University Of California-Los Angeles, Los Angeles CA

Investigators

Abstract

Many healthcare applications present significant computational challenges. For example, the computational demand for personalized cancer treatment is prohibitively high for the general-purpose computing technologies, as tumor heterogeneity requires great sequencing depths, structural aberrations are difficult to detect with today's methods, and the tumor has the ability to evolve i.e., the same tumor might be assayed a great many times during the course of treatment. The goal of this project is to apply the domain-specific customized computing techniques developed by the Center for Domain-Specific Computing (CDSC) at UCLA to greatly accelerate computation for some key healthcare applications. The CDSC, established in 2009 with the support of the NSF, looks beyond parallelization, and focuses on domain-specific customization as the next disruptive technology for power-performance efficiency improvement.
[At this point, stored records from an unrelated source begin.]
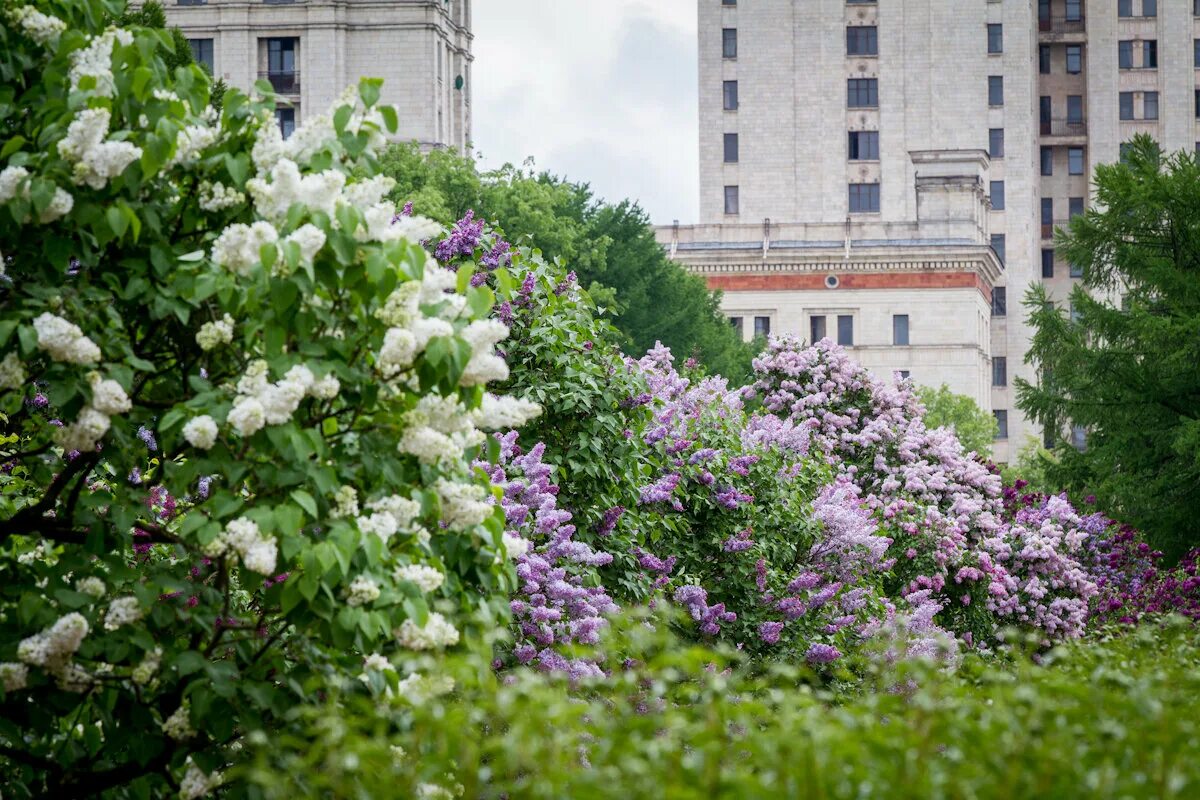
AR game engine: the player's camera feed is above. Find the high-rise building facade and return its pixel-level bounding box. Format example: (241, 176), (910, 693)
(164, 0), (472, 150)
(659, 0), (1200, 461)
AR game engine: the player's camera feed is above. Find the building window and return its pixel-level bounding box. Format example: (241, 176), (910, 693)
(988, 128), (1004, 161)
(992, 409), (1008, 439)
(1120, 91), (1133, 120)
(850, 184), (880, 213)
(1067, 148), (1084, 175)
(1042, 247), (1054, 278)
(988, 24), (1004, 53)
(838, 314), (854, 347)
(275, 108), (296, 139)
(260, 37), (300, 95)
(721, 28), (738, 59)
(850, 131), (880, 161)
(725, 133), (738, 164)
(1067, 44), (1084, 76)
(846, 25), (880, 55)
(809, 315), (828, 344)
(1141, 91), (1158, 120)
(846, 78), (880, 108)
(187, 38), (214, 74)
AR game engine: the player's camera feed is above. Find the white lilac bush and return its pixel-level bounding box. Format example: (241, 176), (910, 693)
(0, 0), (538, 799)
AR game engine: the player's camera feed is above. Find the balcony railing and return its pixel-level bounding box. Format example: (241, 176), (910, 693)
(258, 70), (300, 95)
(1042, 116), (1087, 136)
(1038, 14), (1087, 34)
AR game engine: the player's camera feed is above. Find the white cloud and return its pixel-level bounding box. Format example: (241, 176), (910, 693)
(472, 0), (698, 223)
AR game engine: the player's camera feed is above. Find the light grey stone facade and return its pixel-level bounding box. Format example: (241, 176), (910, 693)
(164, 0), (472, 151)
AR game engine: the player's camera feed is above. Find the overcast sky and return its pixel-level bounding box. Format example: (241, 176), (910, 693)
(472, 0), (700, 223)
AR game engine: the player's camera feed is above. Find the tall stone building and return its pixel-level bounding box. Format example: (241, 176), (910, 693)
(659, 0), (1200, 461)
(164, 0), (472, 150)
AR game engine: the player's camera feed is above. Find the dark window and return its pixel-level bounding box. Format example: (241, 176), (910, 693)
(838, 314), (854, 347)
(991, 355), (1008, 386)
(850, 184), (880, 213)
(850, 131), (880, 161)
(187, 38), (214, 74)
(992, 409), (1008, 439)
(846, 78), (880, 108)
(1067, 44), (1084, 76)
(1067, 95), (1084, 125)
(1067, 148), (1084, 175)
(988, 24), (1004, 53)
(275, 108), (296, 139)
(846, 25), (880, 55)
(809, 315), (828, 344)
(1141, 91), (1158, 120)
(1120, 91), (1133, 120)
(1042, 248), (1054, 278)
(988, 128), (1004, 160)
(1117, 42), (1133, 70)
(721, 28), (738, 59)
(721, 80), (738, 112)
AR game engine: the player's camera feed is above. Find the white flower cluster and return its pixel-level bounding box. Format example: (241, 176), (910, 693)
(392, 564), (446, 594)
(130, 648), (162, 686)
(162, 703), (196, 741)
(8, 6), (67, 46)
(34, 312), (100, 365)
(0, 353), (25, 391)
(17, 612), (88, 673)
(196, 314), (233, 353)
(70, 28), (133, 96)
(346, 575), (380, 606)
(104, 596), (143, 631)
(184, 414), (217, 450)
(470, 392), (541, 431)
(433, 477), (496, 530)
(199, 181), (246, 211)
(59, 108), (142, 190)
(0, 167), (74, 225)
(395, 612), (458, 650)
(0, 661), (29, 692)
(179, 756), (223, 800)
(204, 517), (278, 575)
(227, 361), (341, 437)
(355, 494), (421, 541)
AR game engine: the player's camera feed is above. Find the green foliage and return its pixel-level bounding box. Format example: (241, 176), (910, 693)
(1018, 137), (1200, 554)
(382, 145), (752, 384)
(917, 384), (1000, 458)
(238, 619), (1200, 800)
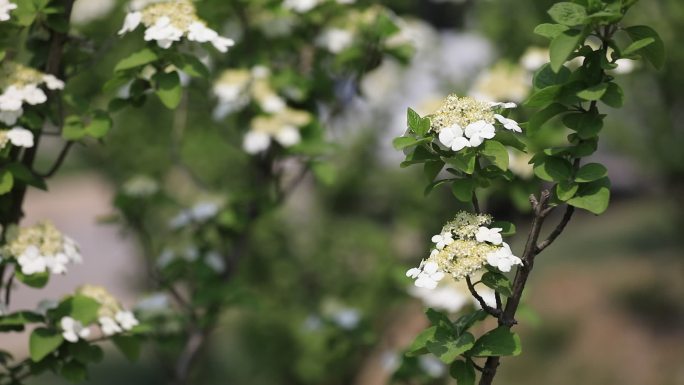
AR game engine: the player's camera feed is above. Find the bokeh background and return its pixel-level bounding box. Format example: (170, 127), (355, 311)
(3, 0), (684, 385)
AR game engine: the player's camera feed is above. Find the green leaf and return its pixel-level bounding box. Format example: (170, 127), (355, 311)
(577, 83), (608, 100)
(491, 221), (515, 237)
(406, 108), (430, 136)
(152, 71), (183, 110)
(523, 85), (563, 108)
(563, 112), (605, 139)
(556, 180), (579, 202)
(601, 82), (625, 108)
(451, 178), (475, 202)
(406, 326), (437, 357)
(15, 270), (50, 289)
(482, 271), (513, 297)
(532, 63), (571, 90)
(549, 29), (584, 72)
(548, 1), (587, 27)
(392, 136), (432, 150)
(621, 37), (655, 56)
(453, 309), (487, 336)
(575, 163), (608, 183)
(62, 115), (88, 141)
(480, 140), (508, 171)
(64, 295), (102, 325)
(568, 177), (610, 215)
(0, 169), (14, 195)
(425, 328), (475, 364)
(59, 361), (88, 383)
(625, 25), (665, 68)
(534, 156), (572, 182)
(112, 334), (142, 361)
(423, 160), (444, 182)
(526, 103), (568, 136)
(468, 326), (522, 357)
(449, 360), (475, 385)
(180, 55), (210, 79)
(442, 149), (477, 174)
(114, 48), (159, 72)
(29, 328), (64, 362)
(534, 23), (570, 39)
(85, 111), (112, 139)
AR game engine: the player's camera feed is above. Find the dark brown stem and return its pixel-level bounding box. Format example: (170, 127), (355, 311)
(466, 276), (501, 318)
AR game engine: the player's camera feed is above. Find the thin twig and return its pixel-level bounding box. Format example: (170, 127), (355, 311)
(35, 140), (76, 178)
(466, 275), (501, 318)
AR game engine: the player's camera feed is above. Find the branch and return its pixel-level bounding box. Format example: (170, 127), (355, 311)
(35, 140), (76, 178)
(535, 205), (575, 254)
(466, 275), (501, 318)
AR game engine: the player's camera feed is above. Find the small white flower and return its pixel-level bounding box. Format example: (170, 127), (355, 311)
(145, 16), (183, 49)
(0, 85), (24, 111)
(98, 317), (123, 337)
(274, 125), (302, 147)
(316, 28), (354, 53)
(259, 95), (286, 114)
(43, 74), (64, 90)
(431, 233), (454, 250)
(489, 102), (518, 109)
(464, 120), (495, 147)
(211, 36), (235, 53)
(475, 227), (503, 245)
(494, 114), (522, 132)
(487, 242), (522, 273)
(44, 253), (69, 274)
(439, 124), (470, 151)
(20, 84), (47, 106)
(188, 22), (218, 43)
(114, 310), (140, 330)
(119, 12), (142, 35)
(0, 108), (24, 126)
(7, 127), (33, 148)
(331, 307), (361, 330)
(283, 0), (320, 13)
(59, 317), (90, 342)
(242, 131), (271, 155)
(17, 245), (47, 275)
(0, 0), (17, 21)
(414, 261), (444, 289)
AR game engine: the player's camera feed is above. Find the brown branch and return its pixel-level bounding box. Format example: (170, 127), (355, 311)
(536, 205), (575, 254)
(466, 275), (501, 318)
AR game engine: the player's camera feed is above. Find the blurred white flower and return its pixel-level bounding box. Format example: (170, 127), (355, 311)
(98, 317), (123, 337)
(59, 317), (90, 342)
(283, 0), (320, 13)
(114, 310), (140, 330)
(438, 123), (470, 151)
(316, 28), (354, 53)
(463, 120), (494, 147)
(7, 127), (33, 148)
(487, 242), (522, 273)
(0, 0), (17, 21)
(431, 232), (454, 250)
(494, 114), (522, 132)
(475, 226), (503, 245)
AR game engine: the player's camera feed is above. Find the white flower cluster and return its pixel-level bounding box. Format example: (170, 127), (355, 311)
(119, 0), (235, 52)
(169, 201), (221, 229)
(213, 66), (312, 154)
(3, 222), (83, 275)
(283, 0), (356, 13)
(0, 0), (17, 21)
(406, 212), (522, 289)
(430, 95), (522, 151)
(0, 61), (64, 126)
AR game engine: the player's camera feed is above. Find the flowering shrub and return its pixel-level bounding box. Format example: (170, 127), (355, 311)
(394, 1), (663, 385)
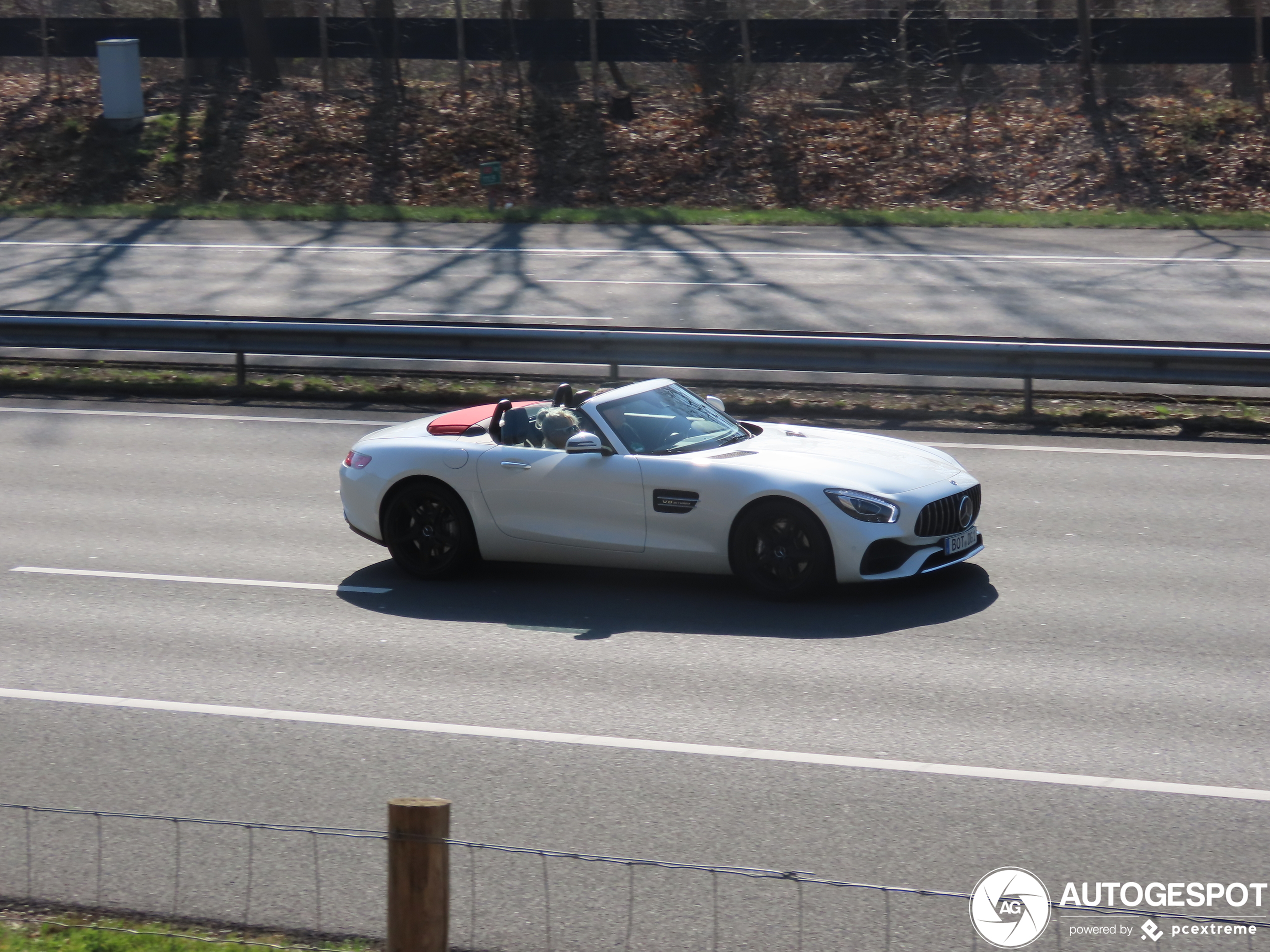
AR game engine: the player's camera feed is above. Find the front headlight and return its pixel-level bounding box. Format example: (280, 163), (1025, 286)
(824, 489), (899, 522)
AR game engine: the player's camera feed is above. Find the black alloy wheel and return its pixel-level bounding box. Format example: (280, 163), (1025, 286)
(382, 482), (478, 579)
(729, 500), (833, 600)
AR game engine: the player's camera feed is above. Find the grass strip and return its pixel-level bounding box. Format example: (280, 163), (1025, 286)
(0, 910), (372, 952)
(7, 202), (1270, 231)
(0, 360), (1270, 435)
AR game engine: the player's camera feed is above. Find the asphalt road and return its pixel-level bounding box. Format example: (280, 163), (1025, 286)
(7, 219), (1270, 343)
(0, 400), (1270, 950)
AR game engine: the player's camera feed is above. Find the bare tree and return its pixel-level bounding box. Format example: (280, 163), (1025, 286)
(217, 0), (282, 89)
(520, 0), (582, 98)
(1226, 0), (1258, 99)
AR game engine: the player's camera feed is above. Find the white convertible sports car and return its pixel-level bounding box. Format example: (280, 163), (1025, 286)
(340, 379), (983, 599)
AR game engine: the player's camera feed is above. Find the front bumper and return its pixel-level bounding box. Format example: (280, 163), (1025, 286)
(860, 533), (983, 581)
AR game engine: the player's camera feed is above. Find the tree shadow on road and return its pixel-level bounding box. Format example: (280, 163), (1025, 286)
(339, 561), (997, 641)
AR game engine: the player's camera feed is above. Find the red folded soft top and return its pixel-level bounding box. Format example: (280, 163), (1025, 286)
(428, 400), (542, 437)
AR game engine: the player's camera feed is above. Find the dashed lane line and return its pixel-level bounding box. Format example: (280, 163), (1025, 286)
(9, 565), (392, 595)
(0, 406), (405, 426)
(922, 443), (1270, 459)
(0, 688), (1270, 801)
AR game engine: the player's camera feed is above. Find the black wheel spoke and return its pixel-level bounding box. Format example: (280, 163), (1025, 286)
(736, 503), (833, 598)
(385, 486), (475, 578)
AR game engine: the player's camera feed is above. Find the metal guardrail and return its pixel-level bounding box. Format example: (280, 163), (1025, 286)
(0, 10), (1256, 63)
(0, 311), (1270, 387)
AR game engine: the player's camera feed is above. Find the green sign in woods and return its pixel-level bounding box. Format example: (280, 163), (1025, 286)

In the past four years, CDSC has demonstrated significant performance and energy efficiency with innovation in developing customizable heterogeneous computing technologies. The current proposal under the NSF Innovation Transition program leverages the research results from CDSC, and focuses on key research problems and solutions to make domain-specific customizable computing feasible and practical for innovation transition to the industry, Specifically, the project will develop accelerator-rich architectures along with unified adaptive runtime systems for personalized cancer treatment, medical image processing, and will enable deployment in several energy efficient programmable platforms capable of handling huge volumes of state of the art real time patient data. The center will continue its already successful outreach program, through a partnership with the UCLA Center for Excellence in Engineering and Diversity, to involve highly diversified high school and undergraduate students for summer research. The success of our project will enable significant advances in medical imaging analysis and personalized cancer treatment, which will greatly improve healthcare quality while reducing cost. The participation of the industrial partner in this InTrans project will greatly facilitate the innovation transition of research results from this project to industry for energy-efficient computing.